L’Etat républicain et le pouvoir parlementaire (redéfini, comme indiqué plus haut), incorporant les revendications féministes, sociales, nationales est donc, selon D. Collin comme pour Y. Salesse, le cadre adéquat pour repenser le projet socialiste. Mais comment de fait évoluent le droit, la loi ? Comment se détermine un « intérêt général » qui ne soit pas en fait simplement la loi du plus riche - ou la loi du plus nombreux ?

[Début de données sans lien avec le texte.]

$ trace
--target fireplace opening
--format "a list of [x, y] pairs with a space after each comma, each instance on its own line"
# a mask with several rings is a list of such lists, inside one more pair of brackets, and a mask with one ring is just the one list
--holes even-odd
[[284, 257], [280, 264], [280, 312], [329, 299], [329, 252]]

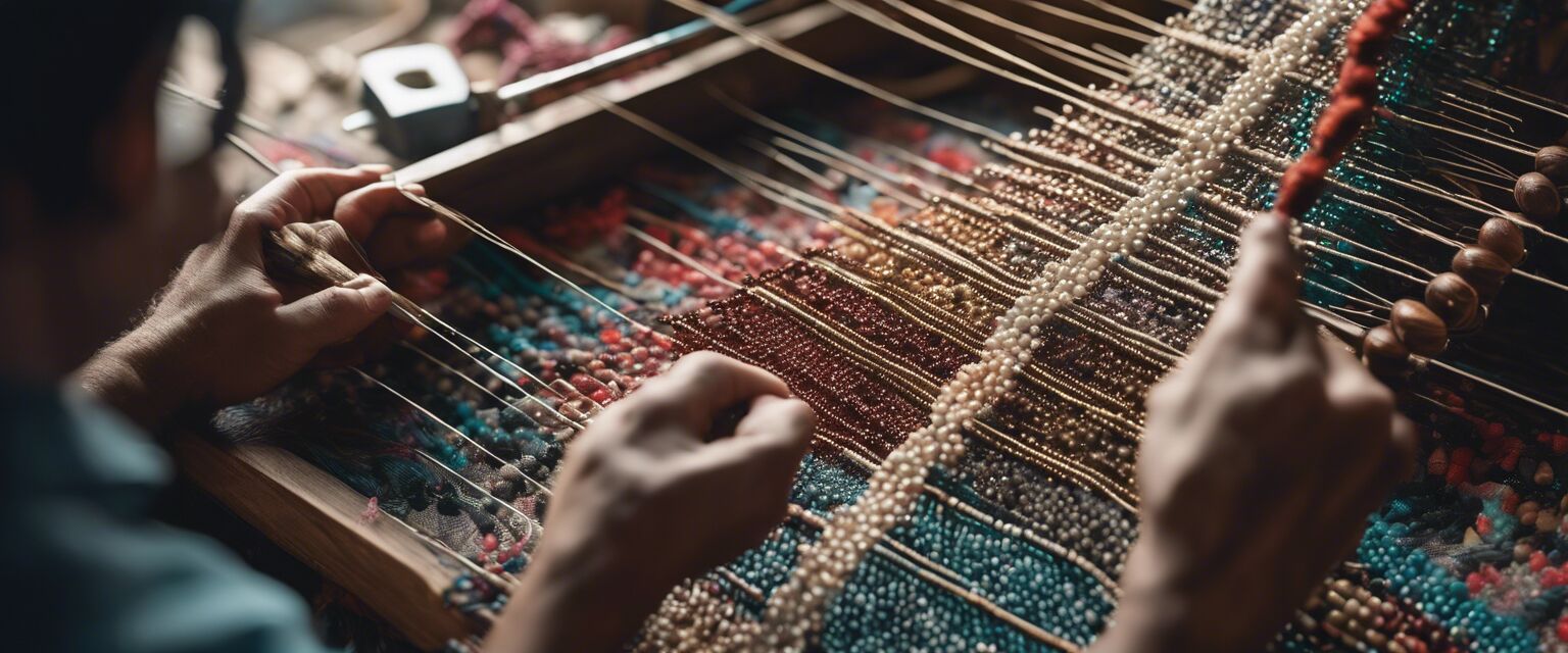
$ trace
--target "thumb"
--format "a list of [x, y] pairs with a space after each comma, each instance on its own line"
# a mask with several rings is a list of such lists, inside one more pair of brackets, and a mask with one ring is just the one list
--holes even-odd
[[1254, 216], [1242, 232], [1239, 257], [1226, 304], [1261, 316], [1294, 318], [1300, 285], [1290, 221], [1278, 213]]
[[278, 308], [282, 329], [315, 354], [359, 335], [392, 307], [392, 290], [368, 274]]

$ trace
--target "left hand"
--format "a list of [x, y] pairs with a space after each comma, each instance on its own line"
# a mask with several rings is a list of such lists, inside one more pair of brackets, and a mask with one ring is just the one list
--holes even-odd
[[347, 238], [354, 238], [389, 268], [431, 262], [461, 244], [455, 229], [397, 186], [376, 183], [383, 172], [304, 169], [262, 186], [223, 233], [190, 254], [143, 323], [82, 368], [83, 385], [155, 429], [185, 409], [256, 398], [359, 335], [392, 305], [383, 282], [362, 274], [325, 290], [278, 283], [263, 268], [262, 241], [287, 222], [332, 218], [342, 229], [321, 233], [334, 251], [351, 251]]

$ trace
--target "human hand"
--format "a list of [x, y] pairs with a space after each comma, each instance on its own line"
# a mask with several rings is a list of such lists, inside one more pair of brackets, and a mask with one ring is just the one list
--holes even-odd
[[287, 222], [329, 216], [336, 222], [318, 232], [336, 252], [353, 252], [354, 238], [389, 268], [450, 254], [461, 240], [445, 222], [376, 183], [389, 171], [304, 169], [262, 186], [190, 254], [141, 324], [78, 371], [83, 385], [157, 428], [187, 407], [254, 398], [365, 330], [392, 302], [383, 282], [361, 276], [325, 290], [278, 282], [263, 268], [262, 241]]
[[815, 421], [787, 396], [760, 368], [695, 352], [599, 413], [568, 449], [513, 592], [527, 600], [486, 650], [619, 650], [676, 583], [762, 542], [784, 520]]
[[1355, 547], [1414, 456], [1394, 396], [1297, 305], [1259, 216], [1229, 296], [1148, 398], [1142, 525], [1098, 651], [1253, 651]]

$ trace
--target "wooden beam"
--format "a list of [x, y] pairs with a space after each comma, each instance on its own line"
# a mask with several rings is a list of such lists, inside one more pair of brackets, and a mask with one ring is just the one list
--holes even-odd
[[180, 470], [285, 551], [348, 589], [414, 645], [436, 650], [480, 630], [442, 601], [461, 572], [389, 517], [362, 521], [365, 496], [271, 446], [174, 442]]
[[[891, 42], [886, 31], [833, 5], [809, 5], [756, 27], [826, 63], [855, 61]], [[684, 136], [699, 138], [742, 122], [709, 88], [750, 106], [789, 97], [817, 74], [731, 36], [626, 80], [594, 88]], [[582, 97], [568, 97], [417, 161], [403, 182], [423, 183], [431, 197], [478, 219], [514, 218], [522, 210], [604, 182], [666, 146]]]

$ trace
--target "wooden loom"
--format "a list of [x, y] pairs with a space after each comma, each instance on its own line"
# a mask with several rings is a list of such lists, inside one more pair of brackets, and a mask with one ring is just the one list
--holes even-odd
[[[839, 66], [886, 56], [897, 42], [833, 5], [789, 5], [793, 8], [753, 25], [754, 30], [823, 63]], [[994, 11], [1008, 11], [1007, 3], [991, 5]], [[1082, 27], [1058, 31], [1074, 28], [1088, 31]], [[765, 106], [815, 81], [820, 78], [814, 72], [731, 36], [591, 92], [698, 138], [742, 121], [712, 89], [748, 106]], [[566, 97], [414, 161], [397, 177], [422, 183], [431, 197], [485, 219], [563, 197], [662, 150], [668, 150], [663, 141], [599, 102]], [[527, 171], [527, 183], [516, 183], [517, 171]], [[353, 592], [414, 645], [433, 650], [477, 631], [474, 619], [444, 604], [453, 565], [434, 553], [433, 543], [398, 523], [362, 520], [365, 498], [337, 478], [289, 451], [223, 446], [199, 434], [180, 437], [174, 449], [180, 468], [199, 487], [326, 579]]]

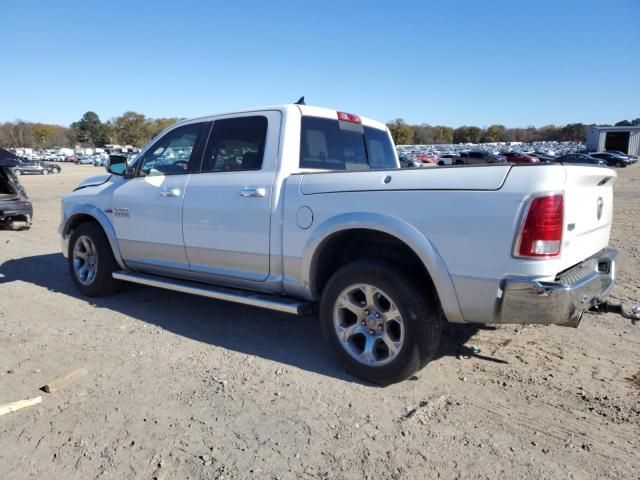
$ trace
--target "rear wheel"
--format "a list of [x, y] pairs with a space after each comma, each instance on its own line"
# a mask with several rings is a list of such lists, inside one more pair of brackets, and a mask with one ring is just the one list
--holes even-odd
[[74, 230], [69, 241], [68, 265], [71, 279], [83, 295], [108, 295], [121, 286], [112, 276], [119, 270], [118, 263], [97, 223], [82, 223]]
[[443, 319], [433, 295], [418, 290], [408, 274], [388, 262], [358, 260], [329, 280], [320, 322], [347, 370], [387, 385], [433, 358]]

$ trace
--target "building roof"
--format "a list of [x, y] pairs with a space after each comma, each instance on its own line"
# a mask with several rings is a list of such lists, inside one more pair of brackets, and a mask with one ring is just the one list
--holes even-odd
[[640, 125], [631, 127], [596, 127], [592, 126], [592, 130], [601, 130], [606, 132], [640, 132]]

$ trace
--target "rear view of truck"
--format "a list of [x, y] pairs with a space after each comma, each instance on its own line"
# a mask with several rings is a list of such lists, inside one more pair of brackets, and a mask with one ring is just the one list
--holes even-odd
[[501, 322], [577, 326], [614, 286], [617, 252], [608, 244], [616, 174], [588, 166], [565, 166], [564, 173], [563, 190], [526, 201], [514, 241], [516, 262], [551, 270], [504, 280]]

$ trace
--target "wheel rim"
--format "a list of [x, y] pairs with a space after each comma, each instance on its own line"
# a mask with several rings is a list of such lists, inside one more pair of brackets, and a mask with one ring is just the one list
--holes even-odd
[[98, 252], [93, 240], [81, 235], [73, 247], [73, 272], [82, 285], [91, 285], [98, 272]]
[[333, 325], [342, 348], [356, 361], [380, 367], [402, 350], [405, 325], [387, 293], [367, 284], [345, 288], [336, 300]]

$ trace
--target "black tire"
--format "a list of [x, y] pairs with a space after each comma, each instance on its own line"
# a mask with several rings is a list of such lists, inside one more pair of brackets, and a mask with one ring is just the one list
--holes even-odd
[[[357, 284], [371, 285], [388, 294], [404, 322], [404, 342], [397, 356], [382, 366], [354, 359], [334, 326], [336, 301], [345, 289]], [[419, 289], [411, 275], [380, 260], [357, 260], [338, 270], [322, 292], [319, 313], [324, 337], [340, 363], [355, 376], [381, 385], [405, 380], [424, 367], [438, 350], [444, 323], [435, 292], [425, 292], [424, 285]]]
[[[73, 251], [81, 236], [89, 237], [95, 246], [97, 256], [96, 274], [89, 284], [83, 284], [74, 270]], [[113, 272], [120, 270], [120, 267], [113, 256], [109, 240], [102, 227], [95, 222], [82, 223], [73, 231], [69, 239], [67, 264], [73, 284], [83, 295], [88, 297], [109, 295], [117, 292], [122, 286], [122, 282], [112, 276]]]

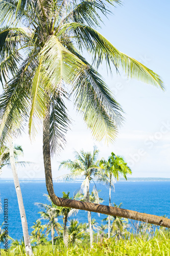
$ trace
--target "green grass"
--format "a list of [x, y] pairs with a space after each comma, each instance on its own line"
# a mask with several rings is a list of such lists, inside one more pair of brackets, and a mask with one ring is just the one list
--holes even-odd
[[[98, 243], [94, 243], [93, 247], [83, 246], [81, 244], [70, 245], [67, 249], [62, 243], [56, 245], [53, 251], [52, 245], [39, 246], [34, 248], [34, 255], [41, 256], [73, 256], [73, 255], [127, 255], [127, 256], [170, 256], [169, 232], [157, 231], [151, 237], [132, 235], [128, 239], [118, 240], [114, 238], [104, 238]], [[10, 250], [5, 253], [2, 250], [2, 255], [25, 255], [20, 250], [14, 254]]]

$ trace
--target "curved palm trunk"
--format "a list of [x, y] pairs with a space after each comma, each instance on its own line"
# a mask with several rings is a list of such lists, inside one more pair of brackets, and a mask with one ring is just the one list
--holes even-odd
[[9, 152], [11, 169], [14, 178], [14, 185], [18, 199], [20, 218], [21, 219], [23, 239], [26, 253], [29, 256], [31, 256], [33, 255], [33, 251], [31, 246], [30, 239], [28, 232], [28, 224], [25, 209], [23, 203], [21, 191], [20, 189], [18, 177], [15, 167], [15, 159], [14, 157], [14, 150], [12, 138], [10, 138], [10, 140]]
[[[90, 201], [89, 197], [90, 197], [89, 184], [88, 184], [88, 188], [87, 188], [87, 202], [88, 203], [89, 203], [89, 201]], [[91, 211], [87, 212], [87, 217], [88, 217], [88, 225], [89, 226], [90, 247], [91, 247], [92, 243], [93, 243], [93, 230], [92, 230], [92, 225], [91, 225]]]
[[64, 244], [66, 246], [66, 247], [68, 247], [68, 235], [67, 230], [67, 216], [65, 216], [63, 218], [63, 222], [64, 222], [64, 229], [63, 229], [63, 241]]
[[43, 153], [47, 190], [53, 203], [58, 206], [75, 208], [80, 210], [94, 211], [100, 214], [126, 218], [155, 225], [170, 228], [170, 219], [151, 214], [127, 210], [102, 204], [88, 203], [57, 197], [54, 191], [51, 169], [50, 146], [50, 106], [43, 120]]
[[[112, 180], [112, 174], [110, 174], [110, 184], [109, 184], [109, 206], [111, 206], [111, 182]], [[108, 238], [110, 237], [110, 215], [108, 217]]]
[[52, 248], [53, 249], [54, 248], [54, 227], [53, 227], [53, 224], [52, 223]]

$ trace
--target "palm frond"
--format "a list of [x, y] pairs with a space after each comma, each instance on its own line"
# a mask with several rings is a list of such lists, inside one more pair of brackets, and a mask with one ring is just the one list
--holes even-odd
[[50, 145], [52, 155], [59, 152], [66, 143], [65, 134], [70, 121], [63, 100], [59, 96], [51, 100], [50, 116]]
[[122, 68], [130, 77], [163, 90], [163, 82], [158, 75], [139, 61], [119, 52], [95, 29], [85, 24], [71, 23], [63, 25], [58, 36], [66, 30], [72, 30], [75, 33], [78, 44], [84, 44], [84, 48], [94, 56], [93, 63], [97, 67], [105, 59], [111, 71], [112, 63], [117, 70]]

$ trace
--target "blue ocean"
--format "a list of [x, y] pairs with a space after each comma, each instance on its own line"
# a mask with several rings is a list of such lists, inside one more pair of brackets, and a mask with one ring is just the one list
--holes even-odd
[[[70, 196], [80, 188], [81, 182], [54, 182], [56, 194], [62, 197], [62, 191], [70, 191]], [[92, 189], [93, 183], [90, 184]], [[104, 204], [108, 204], [109, 190], [107, 187], [99, 183], [96, 183], [99, 192], [99, 197], [104, 200]], [[23, 201], [29, 226], [29, 234], [33, 231], [31, 227], [34, 222], [40, 218], [38, 212], [40, 210], [35, 205], [36, 202], [48, 203], [44, 194], [47, 194], [44, 180], [34, 180], [20, 181]], [[20, 240], [22, 237], [19, 208], [14, 184], [12, 180], [0, 180], [0, 193], [2, 205], [5, 199], [8, 201], [9, 234], [14, 239]], [[115, 184], [115, 192], [112, 191], [111, 202], [119, 205], [122, 203], [122, 208], [136, 210], [141, 212], [164, 216], [170, 218], [170, 181], [119, 181]], [[74, 218], [78, 219], [79, 222], [87, 222], [87, 214], [79, 210]], [[95, 212], [92, 213], [98, 224], [101, 223], [105, 215], [99, 217]], [[0, 225], [4, 219], [4, 213], [0, 214]], [[61, 220], [59, 221], [61, 223]], [[43, 222], [44, 224], [44, 223]]]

Collin répond à cette question en soulignant le fait que, si le principe de l’égalité républicaine s’appuie sur un principe de « liberté comme non-domination », alors la révolte contre un vote majoritaire (y compris parlementaire) qui couvre une oppression est une révolte légitime que la république (donc le peuple qui fait les lois) doit prendre en compte. On voit là s’ébaucher une articulation intéressante entre luttes et législateur élu. Mais est-ce suffisant ? Le refus du « communautarisme » est convaincant quand il est refus des ghettos et des normes identitaires collectives cristallisées, refus des organisations communautaires « définissant » dans un univers clos ce qu’est être un « bon serbe », un « bon juif », une « vraie femme » ou un « vrai homme »…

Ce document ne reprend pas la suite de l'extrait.